Aujourd’hui, d’après l’étude annuelle de Verian auprès de responsables des activités digitales et responsables RH de grandes entreprises en France, 70% des interrogés indiquent s’être emparés des problématiques de l’IA générative ou ont commencé à mettre des actions en place. Par ailleurs, un quart de ces entreprises estiment être en avance dans ce domaine par rapport à leurs concurrents. Ces chiffres révèlent à la fois les mutations rapides qui se mettent en place dans les métiers de la data, mais aussi de forts enjeux de compétitivité. 

Que ce soit par intérêt réel pour la technologie, ou pour éviter de se faire distancer par la concurrence, tout le monde se lance. Et faute de compétence et de vision, les stratégies tâtonnent parfois. Toujours selon l’étude, alors que les entreprises se disent très majoritairement sensibilisées aux enjeux, 50% ne parviennent pas à avoir une vision claire sur leurs besoins de recrutement. 

Garder la tête froide

Depuis son arrivée sur le marché, l’IA générative a imposé un rythme très soutenu. Que ce soit dans l’implémentation technologique, la conduite du changement, l’innovation et la recherche de valeur, tout va très vite et il est difficile de se tenir à jour. Comment rester acteur de ces changements ? Comment les intégrer en les orientant toujours dans la bonne direction ? Mais surtout, pourquoi les opérer ? L’adaptabilité nécessaire ne doit pas se muer en fébrilité. Pour Kisio, l’IA générative n’est pas une fin en soi. Elle n’est là que pour accélérer, faciliter ou assister. La peur d’être disqualifié ne doit pas écarter les acteurs de la mobilité de leur priorité : l’utilisateur, qu’il soit agent ou voyageur. 

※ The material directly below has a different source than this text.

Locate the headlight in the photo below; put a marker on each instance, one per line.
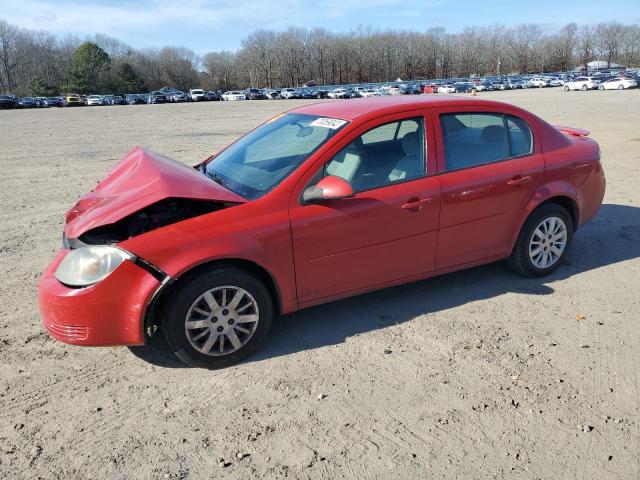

Dans la conclusion de son rapport sur l’IA générative, l’Organisation Internationale du Travail estime que « les résultats de la transition technologique ne sont pas prédéterminés. Ce sont les êtres humains qui sont à l’origine de la décision d’incorporer ces technologies et ce sont eux qui doivent guider le processus de transition ». Elle poursuit : « de telles observations peuvent encourager les gouvernements et les partenaires sociaux à designer pro-activement les politiques qui porteront une transition équitable, ordonnée et inclusive, plutôt que de subir le changement ».

Nous sommes donc tous acteurs de ce changement. L’intelligence artificielle générative est porteuse d’un très fort potentiel, pour les voyageurs, les agents et les structures. À nous la responsabilité de rechercher les cas d’usage pertinents et de trouver les équilibres que nous souhaitons voir advenir.